The U.S. Food and Drug Administration (FDA) has revised the Emergency Use Authorization (EUA) for sotrovimab, a monoclonal antibody developed by GlaxoSmithKline (GSK) and Vir Biotechnology, restricting its use in regions where the Omicron BA.2 subvariant of SARS-CoV-2 is prevalent. This decision follows data indicating that sotrovimab is unlikely to be effective against the BA.2 variant, which is now the dominant strain in the United States.

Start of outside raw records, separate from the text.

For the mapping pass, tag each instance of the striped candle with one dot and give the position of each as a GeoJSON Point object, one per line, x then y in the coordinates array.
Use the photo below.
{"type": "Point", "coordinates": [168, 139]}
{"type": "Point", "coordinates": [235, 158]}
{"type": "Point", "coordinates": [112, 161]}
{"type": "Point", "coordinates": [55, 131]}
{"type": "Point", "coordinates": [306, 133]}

The FDA's decision impacts the treatment landscape for COVID-19, particularly for high-risk individuals who previously relied on sotrovimab to prevent severe disease progression. The agency's determination was based on available evidence, including new live virus data generated by Vir, showing reduced efficacy of the standard 500 mg dose against the Omicron BA.2 variant.

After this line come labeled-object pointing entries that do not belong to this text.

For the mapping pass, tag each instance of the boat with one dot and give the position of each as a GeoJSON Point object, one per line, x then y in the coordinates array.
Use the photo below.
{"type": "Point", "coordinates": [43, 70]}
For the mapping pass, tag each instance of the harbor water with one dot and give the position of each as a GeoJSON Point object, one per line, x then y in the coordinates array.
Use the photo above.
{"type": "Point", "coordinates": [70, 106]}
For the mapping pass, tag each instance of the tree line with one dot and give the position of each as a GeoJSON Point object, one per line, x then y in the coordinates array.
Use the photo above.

Impact on Treatment Options
With the restriction on sotrovimab, healthcare providers now have limited monoclonal antibody options. Eli Lilly's bebtelovimab remains authorized for use, demonstrating neutralization against the Omicron variant. Additionally, antiviral treatments have been found effective against BA.2 in laboratory tests, providing alternative therapeutic avenues.
Sotrovimab's Development and Usage
Sotrovimab, designed to bind to a conserved epitope on SARS-CoV-2, was initially authorized for emergency use in the United States and received marketing authorization in other countries. Vir Biotechnology reported collaboration revenues of $917.2 million in 2021 from sotrovimab sales under its partnership with GlaxoSmithKline.

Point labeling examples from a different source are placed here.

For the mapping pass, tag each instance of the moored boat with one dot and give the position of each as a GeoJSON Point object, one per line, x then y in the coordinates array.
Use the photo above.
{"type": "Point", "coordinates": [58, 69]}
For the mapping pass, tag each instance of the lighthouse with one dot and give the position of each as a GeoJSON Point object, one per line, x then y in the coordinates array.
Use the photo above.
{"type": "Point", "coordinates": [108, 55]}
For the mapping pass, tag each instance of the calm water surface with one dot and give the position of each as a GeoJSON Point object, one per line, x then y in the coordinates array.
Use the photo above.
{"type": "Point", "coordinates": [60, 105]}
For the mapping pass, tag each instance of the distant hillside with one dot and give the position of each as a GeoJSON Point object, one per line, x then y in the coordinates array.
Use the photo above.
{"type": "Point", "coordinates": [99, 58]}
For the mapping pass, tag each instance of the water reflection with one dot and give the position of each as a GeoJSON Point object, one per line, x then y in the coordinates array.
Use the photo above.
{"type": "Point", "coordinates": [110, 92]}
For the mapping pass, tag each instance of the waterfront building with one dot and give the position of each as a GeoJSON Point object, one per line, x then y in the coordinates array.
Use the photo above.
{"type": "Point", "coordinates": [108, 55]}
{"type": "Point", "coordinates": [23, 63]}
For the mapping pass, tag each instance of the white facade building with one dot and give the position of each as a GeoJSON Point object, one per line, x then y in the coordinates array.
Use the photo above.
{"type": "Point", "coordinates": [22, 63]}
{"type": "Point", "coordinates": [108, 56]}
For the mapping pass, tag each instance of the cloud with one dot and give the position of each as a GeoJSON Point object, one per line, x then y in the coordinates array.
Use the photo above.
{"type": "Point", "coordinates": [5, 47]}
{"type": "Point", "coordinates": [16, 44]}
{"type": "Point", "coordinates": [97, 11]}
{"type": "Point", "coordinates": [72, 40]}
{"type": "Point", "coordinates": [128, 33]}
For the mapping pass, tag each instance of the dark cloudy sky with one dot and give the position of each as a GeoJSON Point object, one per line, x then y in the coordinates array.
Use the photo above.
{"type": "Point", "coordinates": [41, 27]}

Ongoing Efforts and Future Directions
GSK and Vir are currently compiling data to support the use of a higher dose of sotrovimab that may be effective against the Omicron BA.2 subvariant. This data package will be shared with regulatory and health authorities globally for further evaluation.
Broader Implications for Antibody Treatments
The FDA's decision to restrict sotrovimab highlights the challenges of maintaining effective antibody treatments against rapidly evolving viral variants. Previously, the FDA also revised authorizations for monoclonal antibody treatments from Eli Lilly (bamlanivimab and etesevimab) and Regeneron (REGEN-COV) due to their ineffectiveness against the Omicron variant.
Other Monoclonal Antibody Treatments
While some monoclonal antibody treatments have faced setbacks, Eli Lilly's bebtelovimab continues to show promise against Omicron. The U.S. government has an agreement with Lilly to supply up to 600,000 doses of bebtelovimab for at least $720 million.
Considerations for Healthcare Providers
Healthcare providers should consult the FDA website for the most up-to-date information on variant susceptibility and regional variant frequency to guide treatment decisions. Sotrovimab is not authorized for use in patients hospitalized due to COVID-19 or those requiring oxygen therapy or increased respiratory support.